The seven stages of Christmas lights, round 1
It was time for Phase One of the decorating season: Christmas lights, outdoor phase. (Yes, we still call them Christmas lights here at the homestead. PC behaviours in this matter are verboten!)
There are seven stages of Christmas lights. Some of you may know them by heart; others may have experienced them, but not recognized them as such.
That is why the cracked research team here has presented the Seven Stages of Christmas Lights:
1. Testing the lights. Our lights are well-marked when stored for the season, so it becomes a matter of pulling them out of their containers and testing them. This is important because you need to know how many sets you have to run out to the hardware store to buy in order to replace the malfunctioning ones.

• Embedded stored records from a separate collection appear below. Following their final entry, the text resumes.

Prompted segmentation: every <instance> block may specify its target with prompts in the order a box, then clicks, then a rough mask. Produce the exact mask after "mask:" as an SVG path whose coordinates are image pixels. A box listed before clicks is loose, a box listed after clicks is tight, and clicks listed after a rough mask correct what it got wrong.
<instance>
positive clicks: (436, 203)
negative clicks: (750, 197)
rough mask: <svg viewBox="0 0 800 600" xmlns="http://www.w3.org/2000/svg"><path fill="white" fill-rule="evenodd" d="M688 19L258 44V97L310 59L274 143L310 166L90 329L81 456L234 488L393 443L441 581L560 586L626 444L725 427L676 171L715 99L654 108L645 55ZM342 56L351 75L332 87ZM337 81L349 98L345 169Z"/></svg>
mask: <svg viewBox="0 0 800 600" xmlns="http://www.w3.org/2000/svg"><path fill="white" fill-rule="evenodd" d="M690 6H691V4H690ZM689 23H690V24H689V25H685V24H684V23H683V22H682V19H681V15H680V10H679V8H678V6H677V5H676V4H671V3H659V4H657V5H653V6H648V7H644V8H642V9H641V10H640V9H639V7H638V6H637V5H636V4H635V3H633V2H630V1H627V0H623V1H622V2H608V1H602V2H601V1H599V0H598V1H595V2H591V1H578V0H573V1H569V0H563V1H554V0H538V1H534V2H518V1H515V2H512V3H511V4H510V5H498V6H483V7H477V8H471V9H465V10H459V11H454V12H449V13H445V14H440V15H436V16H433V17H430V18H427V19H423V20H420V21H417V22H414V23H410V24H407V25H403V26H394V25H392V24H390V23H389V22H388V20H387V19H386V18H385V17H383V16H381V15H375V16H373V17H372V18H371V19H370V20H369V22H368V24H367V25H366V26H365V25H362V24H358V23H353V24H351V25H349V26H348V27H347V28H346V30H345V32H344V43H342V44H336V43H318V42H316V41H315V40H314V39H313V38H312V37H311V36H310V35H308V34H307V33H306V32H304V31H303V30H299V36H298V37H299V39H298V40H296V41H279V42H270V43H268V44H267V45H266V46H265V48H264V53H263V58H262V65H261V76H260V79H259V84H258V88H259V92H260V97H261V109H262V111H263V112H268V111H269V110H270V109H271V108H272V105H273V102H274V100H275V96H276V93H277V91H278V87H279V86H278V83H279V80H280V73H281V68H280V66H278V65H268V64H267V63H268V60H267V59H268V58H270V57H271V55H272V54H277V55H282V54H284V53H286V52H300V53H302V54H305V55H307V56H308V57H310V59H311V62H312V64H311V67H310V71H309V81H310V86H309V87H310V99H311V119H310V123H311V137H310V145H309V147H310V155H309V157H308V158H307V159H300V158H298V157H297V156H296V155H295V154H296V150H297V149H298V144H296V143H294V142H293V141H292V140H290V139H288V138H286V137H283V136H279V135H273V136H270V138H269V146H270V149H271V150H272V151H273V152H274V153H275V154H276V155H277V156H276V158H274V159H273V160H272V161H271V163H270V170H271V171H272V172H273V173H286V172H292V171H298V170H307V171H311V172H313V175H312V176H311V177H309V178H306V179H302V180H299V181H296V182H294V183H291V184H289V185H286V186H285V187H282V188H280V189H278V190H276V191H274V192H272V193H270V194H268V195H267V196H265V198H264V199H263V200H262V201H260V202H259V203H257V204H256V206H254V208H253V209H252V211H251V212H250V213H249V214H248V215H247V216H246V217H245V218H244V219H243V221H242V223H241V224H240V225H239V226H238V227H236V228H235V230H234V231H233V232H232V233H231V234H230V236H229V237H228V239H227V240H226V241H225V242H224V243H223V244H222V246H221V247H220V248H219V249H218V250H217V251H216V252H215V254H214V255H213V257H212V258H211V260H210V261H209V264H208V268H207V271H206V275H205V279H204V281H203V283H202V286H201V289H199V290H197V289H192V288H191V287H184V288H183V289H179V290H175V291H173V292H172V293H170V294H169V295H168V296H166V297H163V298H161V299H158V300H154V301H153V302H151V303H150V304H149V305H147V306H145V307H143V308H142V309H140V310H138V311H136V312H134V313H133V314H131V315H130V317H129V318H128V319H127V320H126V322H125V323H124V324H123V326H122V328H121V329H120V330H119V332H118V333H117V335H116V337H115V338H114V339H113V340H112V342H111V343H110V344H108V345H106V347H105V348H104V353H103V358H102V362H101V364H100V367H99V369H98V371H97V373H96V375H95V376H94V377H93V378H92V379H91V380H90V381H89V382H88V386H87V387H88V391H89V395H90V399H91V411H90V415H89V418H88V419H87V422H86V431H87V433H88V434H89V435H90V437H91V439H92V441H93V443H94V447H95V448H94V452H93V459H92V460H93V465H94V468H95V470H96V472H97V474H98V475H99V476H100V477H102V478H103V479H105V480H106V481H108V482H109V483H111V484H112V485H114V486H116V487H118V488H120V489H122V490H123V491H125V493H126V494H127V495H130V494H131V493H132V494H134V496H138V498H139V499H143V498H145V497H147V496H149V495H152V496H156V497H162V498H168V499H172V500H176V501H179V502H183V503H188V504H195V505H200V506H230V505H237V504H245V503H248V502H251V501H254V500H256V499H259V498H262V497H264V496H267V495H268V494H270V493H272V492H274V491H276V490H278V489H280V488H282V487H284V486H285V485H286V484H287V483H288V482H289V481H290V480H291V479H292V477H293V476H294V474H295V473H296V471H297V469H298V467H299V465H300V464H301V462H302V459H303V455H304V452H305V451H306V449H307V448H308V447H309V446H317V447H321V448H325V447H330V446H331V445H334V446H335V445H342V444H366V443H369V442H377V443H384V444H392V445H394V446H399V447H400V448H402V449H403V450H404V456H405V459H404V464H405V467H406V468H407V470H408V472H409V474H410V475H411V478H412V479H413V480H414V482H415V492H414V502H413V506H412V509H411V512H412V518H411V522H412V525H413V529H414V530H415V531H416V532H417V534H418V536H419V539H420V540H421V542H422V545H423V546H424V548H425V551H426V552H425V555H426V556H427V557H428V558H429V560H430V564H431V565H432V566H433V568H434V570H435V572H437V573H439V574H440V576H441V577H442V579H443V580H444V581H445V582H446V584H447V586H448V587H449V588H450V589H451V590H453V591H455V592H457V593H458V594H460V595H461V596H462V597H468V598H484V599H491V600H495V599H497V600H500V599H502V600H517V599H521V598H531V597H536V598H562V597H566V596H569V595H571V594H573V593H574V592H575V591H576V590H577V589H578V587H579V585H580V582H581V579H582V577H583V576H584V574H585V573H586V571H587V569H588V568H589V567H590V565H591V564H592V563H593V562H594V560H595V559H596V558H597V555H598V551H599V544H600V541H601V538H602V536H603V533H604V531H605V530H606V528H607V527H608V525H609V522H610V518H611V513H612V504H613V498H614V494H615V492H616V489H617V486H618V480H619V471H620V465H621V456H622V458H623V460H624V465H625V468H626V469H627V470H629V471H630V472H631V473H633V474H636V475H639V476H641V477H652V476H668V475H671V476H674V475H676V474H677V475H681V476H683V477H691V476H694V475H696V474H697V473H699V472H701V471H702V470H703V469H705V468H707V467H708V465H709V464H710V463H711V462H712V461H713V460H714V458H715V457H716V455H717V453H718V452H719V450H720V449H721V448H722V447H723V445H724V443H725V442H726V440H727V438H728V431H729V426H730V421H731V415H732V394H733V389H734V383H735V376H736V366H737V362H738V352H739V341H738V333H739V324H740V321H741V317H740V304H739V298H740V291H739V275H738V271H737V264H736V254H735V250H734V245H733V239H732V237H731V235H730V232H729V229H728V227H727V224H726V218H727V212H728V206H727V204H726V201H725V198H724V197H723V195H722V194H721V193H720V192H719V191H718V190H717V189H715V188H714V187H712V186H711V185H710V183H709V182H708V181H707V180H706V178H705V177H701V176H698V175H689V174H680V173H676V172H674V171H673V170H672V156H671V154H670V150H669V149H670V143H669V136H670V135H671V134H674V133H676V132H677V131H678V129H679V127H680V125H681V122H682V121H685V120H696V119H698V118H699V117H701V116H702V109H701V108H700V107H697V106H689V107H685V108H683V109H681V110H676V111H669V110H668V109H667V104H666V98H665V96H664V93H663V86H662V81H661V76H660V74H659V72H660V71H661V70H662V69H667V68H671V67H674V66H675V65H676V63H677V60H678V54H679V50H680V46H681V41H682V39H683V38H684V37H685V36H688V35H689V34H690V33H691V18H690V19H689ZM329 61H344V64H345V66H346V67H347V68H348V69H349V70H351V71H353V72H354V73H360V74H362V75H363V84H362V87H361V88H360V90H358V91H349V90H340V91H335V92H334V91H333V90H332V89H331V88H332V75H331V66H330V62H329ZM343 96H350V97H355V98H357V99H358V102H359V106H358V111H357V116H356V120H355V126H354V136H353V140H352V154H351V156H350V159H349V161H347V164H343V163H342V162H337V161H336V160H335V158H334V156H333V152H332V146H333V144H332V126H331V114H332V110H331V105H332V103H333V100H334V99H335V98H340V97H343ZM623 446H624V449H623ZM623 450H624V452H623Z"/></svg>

2. Untangling the lights. There is, I am convinced, a spirit that does its work, probably during the heat of summer. It takes perfectly wound strings of lights and tangles them to hell and back. During testing, if you have multiple sets entangled, the testing provides a way to track each string and untangle it.
3. Installing the lights. This is a relatively simple matter. Certain sets of lights are clipped onto the siding; others are wrapped around trees and bushes; others are wrapped around the railing of our deck. This year, we installed a storage shed in the back yard, which required installation of cup hooks on which to secure the lights there.
4. Cursing the lights. This always happens a few times during the course of the installation. Sets that had tested perfectly down in the basement decide they're not going to work, or only work partially, once they're in place. And, of course, it's never the end set of a group of strings. It's always one in the middle. As a result, I let out a string of words I don't use on this blog. This year, the volume was such that Candace could have heard me in Edmonton. Linda e-mailed me from P.E.I. wondering what was going on; E.M. in Ann Arbor did the same; Regular Ron from suburban D.C. said I shattered a window at his place. He thought the infidels had come to claim me. It was truly a moment that will land me in the confessional this weekend.
5. Reinstalling the lights. Once you've got the set fixed and running, you have to put things back where they belong. Duplicate work always ticks me off. So I am somewhat of an unhappy camper at this point.
6. Re-testing the lights. This calls for great concentrated prayer, that the fixed lights stay fixed and the other lights don't decide to go kerplooey on me.
7. Enjoying the lights. Since I work nights, the better half leaves them on until I get home (just so I can pull the plugs, ha-ha).
That was the outside. Phase Two -- lighting the Christmas trees (yes, trees) we have in our house -- is ahead.
I'll let you know when that's coming. You may want to block your ears.